Peak Oil: Time To Tell the CEO

Peak Oil: Time To Tell the CEO

Since 2004, the transportation industry has been warned about the challenges of "peak oil" - the point at which global petroleum extraction peaks and supply begins to lag behind demand. Several forums and articles have discussed peak oil and its impact on supply chains.

Yet the following statement in a recent Business Week article by the head of the global supply chain practice for Accenture,  "Fuel prices just shot up so fast that everyone was caught flat-footed," indicate that even the smartest guys in the room still do not get it.

Your CEO is undoubtedly concerned about high fuel prices and maybe even so concerned you find yourself explaining your transportation budget. The CEO is wondering when things will return to "normal."

Your job is to gently but firmly tell that CEO this is the new normal and life will never be the same. Furthermore, it will take significant leadership and change management from the top to survive because all your strategies based on the continuation of cheap oil are obsolete.

Here's why: Oil fields go through predictable depletion. Production increases until roughly half the oil is pumped and then falls back down the slope to zero. This pattern was first recognized by Shell geophysicist M. King Hubbert, who unveiled the concept in 1956 and predicted oil production in the "lower 48" states would peak in the early 1970s - which it did. Others have updated this model, which became known as Hubbert's Peak, and current scholarly predictions call for conventional oil production to peak between 2005 and 2012 - just about now.

Since 2002, the price of a barrel of oil increased from $20 to $140. Since 2005 worldwide production has been stuck on 85 million barrels per day. In mid-2006, world demand - primarily from China, India and oil exporting countries - equaled and began to exceed supply. In 2007, demand exceeded supply by 1.1 percent.

This is the definition of peak oil - supply unable to meet demand. Nothing nefarious, no manipulation by evil speculators, only Economics 101 - supply and demand - as more than two billion people come into the industrial age.

Unfortunately, none of the many "solutions" readily substitute for cheap oil. The key to all substitutes is Energy Returned on Energy Invested - how much energy it takes to produce the energy found. For the huge oil fields found in the 1960s, EROEI is 100 to 1. Oil production today in deep waters and hard-to-reach places is 8 to 1. Tar sands are 3 to 1. Corn ethanol is 1.3 to 1. When EROEI goes up, prices must follow.

To offset the current 4.5 percent decline in existing fields requires producing more than 3 million new barrels a day every year. In just four years, the world will need the equivalent of a new Saudi Arabia just to keep pace. It is not going to happen. Couple these geological constraints with the geopolitical and aging infrastructure limitations, and the only reasonable assumption is that peak oil is here now. At some point not too far away, prices in the $200-$500 per barrel range are realistic and probable.

 

Now that you have your CEO's attention, it is time to suggest a plan of action, and that means rapid and radical change. Companies must immediately make supply chain and logistics the focus of the enterprise. The best chance to minimize the early impacts of peak oil come from conservation and eliminating waste in the system.

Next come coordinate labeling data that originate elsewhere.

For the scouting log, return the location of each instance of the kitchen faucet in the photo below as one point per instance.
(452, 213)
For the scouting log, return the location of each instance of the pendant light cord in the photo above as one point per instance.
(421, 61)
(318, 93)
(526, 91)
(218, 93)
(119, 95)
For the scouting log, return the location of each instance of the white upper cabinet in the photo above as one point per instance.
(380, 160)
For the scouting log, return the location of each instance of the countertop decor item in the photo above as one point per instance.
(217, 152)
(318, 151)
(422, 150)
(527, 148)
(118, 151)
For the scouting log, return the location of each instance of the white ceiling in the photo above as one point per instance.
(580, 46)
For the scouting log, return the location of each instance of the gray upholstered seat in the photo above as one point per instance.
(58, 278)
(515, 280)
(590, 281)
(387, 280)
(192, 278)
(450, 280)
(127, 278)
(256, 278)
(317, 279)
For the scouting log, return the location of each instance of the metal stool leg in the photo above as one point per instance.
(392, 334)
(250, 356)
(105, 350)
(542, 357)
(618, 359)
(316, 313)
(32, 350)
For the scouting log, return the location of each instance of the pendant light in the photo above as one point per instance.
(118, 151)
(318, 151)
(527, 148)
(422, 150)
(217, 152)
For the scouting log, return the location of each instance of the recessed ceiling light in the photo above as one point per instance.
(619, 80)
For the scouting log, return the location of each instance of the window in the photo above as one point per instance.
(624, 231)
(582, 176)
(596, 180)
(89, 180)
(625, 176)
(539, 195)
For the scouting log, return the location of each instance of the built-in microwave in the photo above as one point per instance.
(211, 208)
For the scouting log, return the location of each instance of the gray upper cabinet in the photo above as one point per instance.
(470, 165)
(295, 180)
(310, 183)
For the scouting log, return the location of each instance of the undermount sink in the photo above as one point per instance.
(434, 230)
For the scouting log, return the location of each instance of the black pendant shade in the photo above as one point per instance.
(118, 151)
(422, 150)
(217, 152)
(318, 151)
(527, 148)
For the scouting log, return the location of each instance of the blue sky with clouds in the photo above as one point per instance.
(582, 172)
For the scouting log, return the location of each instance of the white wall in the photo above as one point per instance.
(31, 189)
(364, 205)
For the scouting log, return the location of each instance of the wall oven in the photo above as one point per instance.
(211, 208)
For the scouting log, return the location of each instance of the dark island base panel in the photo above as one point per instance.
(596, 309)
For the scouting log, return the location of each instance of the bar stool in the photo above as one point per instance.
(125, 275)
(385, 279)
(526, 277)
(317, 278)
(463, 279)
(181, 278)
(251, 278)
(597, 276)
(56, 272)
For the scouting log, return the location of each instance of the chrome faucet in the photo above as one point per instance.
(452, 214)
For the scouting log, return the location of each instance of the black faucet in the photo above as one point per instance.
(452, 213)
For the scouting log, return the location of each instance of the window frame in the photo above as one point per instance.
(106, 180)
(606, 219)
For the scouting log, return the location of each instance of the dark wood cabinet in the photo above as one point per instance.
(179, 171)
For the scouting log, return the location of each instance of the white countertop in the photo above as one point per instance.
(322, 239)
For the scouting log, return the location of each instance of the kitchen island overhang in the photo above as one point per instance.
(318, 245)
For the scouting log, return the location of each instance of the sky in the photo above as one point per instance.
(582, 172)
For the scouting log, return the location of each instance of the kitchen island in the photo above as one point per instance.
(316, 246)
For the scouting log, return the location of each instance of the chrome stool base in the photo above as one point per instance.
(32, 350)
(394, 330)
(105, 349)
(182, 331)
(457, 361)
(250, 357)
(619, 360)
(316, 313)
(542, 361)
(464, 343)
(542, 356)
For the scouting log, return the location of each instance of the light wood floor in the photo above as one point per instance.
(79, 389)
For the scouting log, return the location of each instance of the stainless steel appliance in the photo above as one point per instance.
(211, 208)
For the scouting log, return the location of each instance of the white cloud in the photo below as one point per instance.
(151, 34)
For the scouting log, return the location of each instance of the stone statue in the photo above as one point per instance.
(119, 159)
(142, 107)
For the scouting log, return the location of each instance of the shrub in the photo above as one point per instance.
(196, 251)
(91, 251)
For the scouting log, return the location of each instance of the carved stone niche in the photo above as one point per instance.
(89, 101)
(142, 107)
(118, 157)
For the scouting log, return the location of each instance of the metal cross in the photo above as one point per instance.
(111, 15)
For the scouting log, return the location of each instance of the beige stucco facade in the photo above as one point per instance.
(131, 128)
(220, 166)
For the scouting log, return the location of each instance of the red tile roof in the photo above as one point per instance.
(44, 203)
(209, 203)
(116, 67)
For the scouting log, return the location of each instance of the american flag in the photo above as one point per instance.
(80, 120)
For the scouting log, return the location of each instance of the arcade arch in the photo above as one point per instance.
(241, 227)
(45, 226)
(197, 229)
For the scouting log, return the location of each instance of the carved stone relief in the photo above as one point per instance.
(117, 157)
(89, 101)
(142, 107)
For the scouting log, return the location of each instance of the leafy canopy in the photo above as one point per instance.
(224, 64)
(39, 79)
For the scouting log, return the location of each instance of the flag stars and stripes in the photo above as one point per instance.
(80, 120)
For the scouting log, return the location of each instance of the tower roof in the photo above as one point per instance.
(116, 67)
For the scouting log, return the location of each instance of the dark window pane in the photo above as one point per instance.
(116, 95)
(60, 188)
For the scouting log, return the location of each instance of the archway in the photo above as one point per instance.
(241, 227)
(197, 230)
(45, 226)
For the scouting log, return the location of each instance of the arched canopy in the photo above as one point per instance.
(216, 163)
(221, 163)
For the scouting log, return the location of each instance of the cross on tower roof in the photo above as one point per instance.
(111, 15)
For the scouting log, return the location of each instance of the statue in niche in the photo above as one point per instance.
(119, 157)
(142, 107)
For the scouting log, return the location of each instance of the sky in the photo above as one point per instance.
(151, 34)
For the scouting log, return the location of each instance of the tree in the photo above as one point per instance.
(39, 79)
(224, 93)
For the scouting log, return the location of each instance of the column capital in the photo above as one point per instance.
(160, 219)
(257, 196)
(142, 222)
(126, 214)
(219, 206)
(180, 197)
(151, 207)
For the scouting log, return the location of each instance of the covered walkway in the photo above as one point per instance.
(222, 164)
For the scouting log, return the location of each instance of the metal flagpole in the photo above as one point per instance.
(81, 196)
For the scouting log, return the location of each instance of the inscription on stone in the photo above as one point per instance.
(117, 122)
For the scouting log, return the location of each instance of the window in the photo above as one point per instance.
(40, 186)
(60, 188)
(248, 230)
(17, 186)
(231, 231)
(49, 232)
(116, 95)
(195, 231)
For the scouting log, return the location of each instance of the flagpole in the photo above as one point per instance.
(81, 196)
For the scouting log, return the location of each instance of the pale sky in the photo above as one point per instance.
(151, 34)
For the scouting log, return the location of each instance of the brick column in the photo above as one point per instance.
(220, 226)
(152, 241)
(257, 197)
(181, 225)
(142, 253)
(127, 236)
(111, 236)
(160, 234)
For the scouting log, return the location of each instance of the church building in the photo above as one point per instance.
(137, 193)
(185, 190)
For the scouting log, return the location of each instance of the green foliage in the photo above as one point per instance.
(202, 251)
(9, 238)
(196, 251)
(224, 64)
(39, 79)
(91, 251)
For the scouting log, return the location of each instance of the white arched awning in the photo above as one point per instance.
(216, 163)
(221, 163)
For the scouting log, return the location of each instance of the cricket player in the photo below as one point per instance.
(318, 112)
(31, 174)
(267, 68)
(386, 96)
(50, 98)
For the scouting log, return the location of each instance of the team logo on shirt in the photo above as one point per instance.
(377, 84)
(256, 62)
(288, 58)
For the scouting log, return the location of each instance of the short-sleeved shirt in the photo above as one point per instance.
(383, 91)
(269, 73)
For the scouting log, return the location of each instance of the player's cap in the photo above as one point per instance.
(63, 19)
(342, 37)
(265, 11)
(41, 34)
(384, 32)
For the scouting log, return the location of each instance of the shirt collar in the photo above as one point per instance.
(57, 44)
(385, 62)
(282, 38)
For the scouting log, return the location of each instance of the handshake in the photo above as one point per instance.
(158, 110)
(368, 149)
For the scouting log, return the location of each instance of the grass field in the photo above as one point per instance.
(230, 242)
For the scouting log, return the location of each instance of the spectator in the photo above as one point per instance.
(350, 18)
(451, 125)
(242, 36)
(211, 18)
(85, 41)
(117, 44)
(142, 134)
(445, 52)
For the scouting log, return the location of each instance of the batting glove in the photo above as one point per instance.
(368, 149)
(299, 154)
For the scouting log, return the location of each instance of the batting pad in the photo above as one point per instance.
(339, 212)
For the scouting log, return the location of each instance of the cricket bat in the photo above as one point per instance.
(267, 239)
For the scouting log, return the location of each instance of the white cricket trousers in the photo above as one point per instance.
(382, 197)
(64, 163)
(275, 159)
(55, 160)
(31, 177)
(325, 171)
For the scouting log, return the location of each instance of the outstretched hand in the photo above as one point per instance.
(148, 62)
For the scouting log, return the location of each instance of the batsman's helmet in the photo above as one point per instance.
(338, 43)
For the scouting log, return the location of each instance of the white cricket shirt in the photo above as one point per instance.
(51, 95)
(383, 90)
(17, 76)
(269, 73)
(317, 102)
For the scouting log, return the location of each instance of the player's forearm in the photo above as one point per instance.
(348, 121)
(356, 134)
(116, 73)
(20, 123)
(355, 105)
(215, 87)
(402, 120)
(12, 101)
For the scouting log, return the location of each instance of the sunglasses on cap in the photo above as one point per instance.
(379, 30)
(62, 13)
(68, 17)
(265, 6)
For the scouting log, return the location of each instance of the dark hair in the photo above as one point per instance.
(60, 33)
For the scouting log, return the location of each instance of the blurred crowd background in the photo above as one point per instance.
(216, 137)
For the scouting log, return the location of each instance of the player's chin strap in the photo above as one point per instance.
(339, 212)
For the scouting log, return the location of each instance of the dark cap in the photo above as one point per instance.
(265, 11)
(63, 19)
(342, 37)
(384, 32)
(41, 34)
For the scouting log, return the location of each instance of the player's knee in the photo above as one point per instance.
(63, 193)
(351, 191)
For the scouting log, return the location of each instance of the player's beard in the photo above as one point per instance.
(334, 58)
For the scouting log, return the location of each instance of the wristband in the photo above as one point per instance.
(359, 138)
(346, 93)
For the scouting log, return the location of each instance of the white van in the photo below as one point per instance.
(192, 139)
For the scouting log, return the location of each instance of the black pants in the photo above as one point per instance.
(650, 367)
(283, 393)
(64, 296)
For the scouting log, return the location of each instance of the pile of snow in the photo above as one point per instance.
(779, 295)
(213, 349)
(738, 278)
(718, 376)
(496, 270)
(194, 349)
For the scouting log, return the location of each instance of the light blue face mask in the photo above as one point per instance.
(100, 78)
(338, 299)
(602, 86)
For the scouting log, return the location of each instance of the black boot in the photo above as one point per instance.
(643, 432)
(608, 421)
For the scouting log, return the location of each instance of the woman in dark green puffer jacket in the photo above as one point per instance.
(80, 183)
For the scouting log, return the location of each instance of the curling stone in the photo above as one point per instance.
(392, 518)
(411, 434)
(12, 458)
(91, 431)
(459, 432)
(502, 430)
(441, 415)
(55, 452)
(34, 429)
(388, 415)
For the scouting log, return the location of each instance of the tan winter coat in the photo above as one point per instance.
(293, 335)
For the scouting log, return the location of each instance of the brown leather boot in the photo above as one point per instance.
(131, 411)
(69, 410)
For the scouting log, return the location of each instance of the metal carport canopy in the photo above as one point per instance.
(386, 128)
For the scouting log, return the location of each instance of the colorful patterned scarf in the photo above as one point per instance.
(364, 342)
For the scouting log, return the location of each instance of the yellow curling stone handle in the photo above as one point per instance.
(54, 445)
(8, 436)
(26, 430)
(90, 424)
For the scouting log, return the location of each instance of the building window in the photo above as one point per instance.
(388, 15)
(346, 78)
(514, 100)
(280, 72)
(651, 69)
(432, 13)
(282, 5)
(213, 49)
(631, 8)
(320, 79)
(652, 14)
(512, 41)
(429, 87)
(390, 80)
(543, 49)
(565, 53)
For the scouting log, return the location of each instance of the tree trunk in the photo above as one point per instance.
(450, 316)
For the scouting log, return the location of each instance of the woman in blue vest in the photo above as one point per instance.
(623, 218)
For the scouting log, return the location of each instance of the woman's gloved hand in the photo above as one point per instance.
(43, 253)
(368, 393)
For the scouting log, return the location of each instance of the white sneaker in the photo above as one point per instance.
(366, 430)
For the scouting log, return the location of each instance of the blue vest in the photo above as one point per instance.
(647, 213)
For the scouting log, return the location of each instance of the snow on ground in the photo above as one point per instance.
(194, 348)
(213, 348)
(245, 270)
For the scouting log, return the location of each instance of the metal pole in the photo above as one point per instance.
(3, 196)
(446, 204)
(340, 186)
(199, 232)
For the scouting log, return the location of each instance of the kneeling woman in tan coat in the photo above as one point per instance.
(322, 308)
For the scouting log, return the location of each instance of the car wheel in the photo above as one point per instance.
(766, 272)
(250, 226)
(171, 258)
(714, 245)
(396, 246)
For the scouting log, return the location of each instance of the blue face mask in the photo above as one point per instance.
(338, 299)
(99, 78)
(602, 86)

In a peak oil world, start with these three assumptions. First, cheap transportation is gone forever. Next, the world will localize again and the 12,000-mile supply chain will fast become obsolete. Finally, the supply chain will slow down. Expect the government to reduce speed limits, restrict operating hours in congested areas, set priorities for certain types of essential cargo (food, fuel, emergency services, etc.) and possibly ration fuel. 

In this high-cost energy world, everything will need a fresh, fact-based analysis. What are the impacts on transport costs of service levels, order quantities, packaging and inventory strategies?  What about networks, modal selection, plant and distribution center locations?

The new normal is that nothing will ever be the same. We are looking at the unknown and unpredictable.

Taylor is "head coach" of his own consulting firm, Awake! A 35-year logistics and supply chain industry veteran, he held senior positions at companies including Nabisco Brands, Ryder System, BNSF Railway and ServiceCraft Logistics.